Ahora bien, esta suerte de “giro afectivo”, o emocional, que estamos atravesando, o que más bien nos atraviesa, también tiene su lado plausible, ¿o no tiene nada que ver este proceso con, por ejemplo, el hecho de que se valore incluso jurídicamente la autopercepción, la verdad sentida, en lo que respecta al género de las personas? ¿Podría haber une “Gerónimo Carolina” en otro tipo de configuración cultural? ¿Y hubiese tenido la misma adhesión la verdad sentida de Calu Rivero?
Por supuesto, tanto ésta como las anteriores son cuestiones que se explican, además, por muchas otras variables, imposibles de abordar en esta nota; pero también habría que considerar si este incipiente espíritu de época o episteme donde la emoción ocupa un lugar cada vez más central no está empezando a configurar un marco general desde el cual ciertos discursos –algunos, loables; otros, reprobables, si lo juzgamos desde un punto de vista ético– pueden emerger con cierta potencia, o pre-potencia, y en el cual visiones aparentemente antagónicas encuentran un espacio de coherencia.

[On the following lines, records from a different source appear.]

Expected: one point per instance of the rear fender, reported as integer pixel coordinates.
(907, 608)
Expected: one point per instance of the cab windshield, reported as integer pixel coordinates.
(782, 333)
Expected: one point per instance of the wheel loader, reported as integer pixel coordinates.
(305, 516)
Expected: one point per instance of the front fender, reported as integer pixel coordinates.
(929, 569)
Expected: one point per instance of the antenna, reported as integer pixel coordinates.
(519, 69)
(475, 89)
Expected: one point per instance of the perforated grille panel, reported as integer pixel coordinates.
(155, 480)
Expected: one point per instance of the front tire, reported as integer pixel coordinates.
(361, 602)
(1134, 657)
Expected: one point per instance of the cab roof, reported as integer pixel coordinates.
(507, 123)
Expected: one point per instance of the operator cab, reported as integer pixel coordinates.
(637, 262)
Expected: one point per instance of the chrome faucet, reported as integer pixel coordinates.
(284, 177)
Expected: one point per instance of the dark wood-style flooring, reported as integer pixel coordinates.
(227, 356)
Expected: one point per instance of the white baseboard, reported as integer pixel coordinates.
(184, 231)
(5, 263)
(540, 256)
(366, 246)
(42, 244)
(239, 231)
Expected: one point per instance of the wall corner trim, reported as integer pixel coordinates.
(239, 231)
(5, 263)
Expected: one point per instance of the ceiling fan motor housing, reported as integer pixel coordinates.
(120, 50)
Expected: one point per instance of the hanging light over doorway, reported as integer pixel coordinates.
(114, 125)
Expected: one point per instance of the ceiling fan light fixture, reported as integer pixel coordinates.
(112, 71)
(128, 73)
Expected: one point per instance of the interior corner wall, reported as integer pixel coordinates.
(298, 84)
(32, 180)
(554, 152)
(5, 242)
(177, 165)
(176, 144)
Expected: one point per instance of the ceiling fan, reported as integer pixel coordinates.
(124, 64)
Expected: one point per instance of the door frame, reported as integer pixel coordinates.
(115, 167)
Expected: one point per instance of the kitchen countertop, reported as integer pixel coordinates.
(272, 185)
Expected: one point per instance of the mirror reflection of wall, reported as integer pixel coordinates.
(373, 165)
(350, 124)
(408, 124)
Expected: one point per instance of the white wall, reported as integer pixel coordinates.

El sueño de la razón, lo sabemos, ha producido monstruos: Goya tenía razón. Habrá que ver ahora qué tipo de aberraciones nos deparará, o nos está deparando, el imperio de la emoción.
Nuevos y viejos sofistas
La centralidad de lo emocional y de lo “sensacional” (en el sentido de la sensación) en el plano epistemológico y ético-político no es algo nuevo en la historia del pensamiento. De alguna manera es algo que ya había sido puesto en discusión por la tradición sofística a mediados del siglo V a. C. Puntualmente Protágoras, para quien la medida de todas las cosas pasaba por la sensación particular de cada uno, entendiendo esa sensación en un sentido que podía ser individual o comunal. La medida de la sensación humana como criterio de verdad. Con lo cual ya en la Grecia clásica se discutía acerca de este giro “sensitivo” de la verdad. Y de allí que Platón y Aristóteles, levantándose contra ese enfoque sofístico, hayan formulado, cada uno a su manera, la cuestión de la verdad desde una “medida” trans-individual, desligada de la sensación-afección humana. Milenios más tarde, la medida de la cosas vuelve a estar puesta en la sensación colectiva, cristalizada en las redes sociales. Porque por ahí pasa hoy la medida de la verdad. Nos pronunciamos sobre cualquier cuestión desde un estado-red de interpretado, que saltea toda instancia de chequeo empírico. Lo que pienso acerca de x cuestión es lo que “se dice”. Lo que pienso es lo que siento, lo que se siente. Hoy la verdad se mide a través de la sensación térmica de las redes. Y ello es lo que posibilita, en el plano ético-político, el desplazamiento del logos o del debate argumentado, por la tiranía de la imagen y de la sensitividad. Lo acabamos de ver: manejando astutamente estos dos últimos nervios, se puede ganar cómodamente una elección.
*Lucas Soares. Doctor en filosofía y poeta.